Search code examples
phpregexpreg-match

Find a substring based on specific format (7 digits then 1 uppercase letter)


In my OCR text I am getting an output like this...

"responses": [
{
  "textAnnotations": [
    {
      "locale": "fr",
      "description": "3160 6392682B\nrinlraction\nE叠\narlairs&Lei sot les infractions provinsiales, Cour de jnstice de Ontarie Regt.

I want to fetch the "6392682B" value (8 alpha numeric characters). The numbers and the last character will vary in different images.
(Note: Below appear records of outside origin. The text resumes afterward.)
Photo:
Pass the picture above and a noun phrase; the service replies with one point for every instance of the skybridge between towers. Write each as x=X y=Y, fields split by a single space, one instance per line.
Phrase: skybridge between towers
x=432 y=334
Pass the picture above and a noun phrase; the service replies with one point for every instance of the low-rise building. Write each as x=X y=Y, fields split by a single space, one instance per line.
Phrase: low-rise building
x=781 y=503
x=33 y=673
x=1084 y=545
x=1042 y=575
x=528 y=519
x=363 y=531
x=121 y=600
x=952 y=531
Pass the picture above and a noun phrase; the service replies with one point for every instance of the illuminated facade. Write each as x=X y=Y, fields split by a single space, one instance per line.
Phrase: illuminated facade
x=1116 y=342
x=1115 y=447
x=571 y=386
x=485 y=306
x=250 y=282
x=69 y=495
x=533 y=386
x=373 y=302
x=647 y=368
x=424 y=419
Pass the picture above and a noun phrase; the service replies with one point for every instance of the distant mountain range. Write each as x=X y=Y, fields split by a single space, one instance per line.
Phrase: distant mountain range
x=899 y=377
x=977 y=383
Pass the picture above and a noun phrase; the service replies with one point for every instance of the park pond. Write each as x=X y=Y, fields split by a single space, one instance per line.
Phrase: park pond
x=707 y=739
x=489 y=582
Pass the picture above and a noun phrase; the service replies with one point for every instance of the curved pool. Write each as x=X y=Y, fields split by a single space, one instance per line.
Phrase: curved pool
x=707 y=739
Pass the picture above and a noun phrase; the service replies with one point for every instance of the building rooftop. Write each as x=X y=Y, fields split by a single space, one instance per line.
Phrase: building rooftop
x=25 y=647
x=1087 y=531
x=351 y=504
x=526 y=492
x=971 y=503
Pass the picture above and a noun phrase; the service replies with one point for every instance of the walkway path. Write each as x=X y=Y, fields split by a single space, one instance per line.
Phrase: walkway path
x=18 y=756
The only standard part is its length which is 8 characters (first 7 will be numbers and the last one will be a letter).

I tried with:

preg_match_all("/(\d{7})/", $str, $ar);

First 7 numeric values and last one alphabet.


Solution

  • $description = "3160 6392682B\nrinlraction\nE叠\narlairs&Lei sot les infractions provinsiales, Cour de jnstice de Ontarie Regt.";
    

    Literally match 7 digits then 1 uppercase alphabetical character: (Demo)

    echo preg_match('/\d{7}[A-Z]/',$description,$out)?$out[0]:'not found';
    

    If you know that your substring immediately follows the first string of numbers and a space:

    echo preg_match('/\d+ \K\d{7}[A-Z]/',$description,$out)?$out[0]:'not found';
    

    If you need to set some boundaries so that there is not leading or trailing characters on the substring:

    echo preg_match('/\b\d{7}[A-Z]\b/',$description,$out)?$out[0]:'not found';
    

    This will check that the sequence of digits is not 8 or more and that there is not an alphanumeric character or underscore following the uppercase letter of your desired substring.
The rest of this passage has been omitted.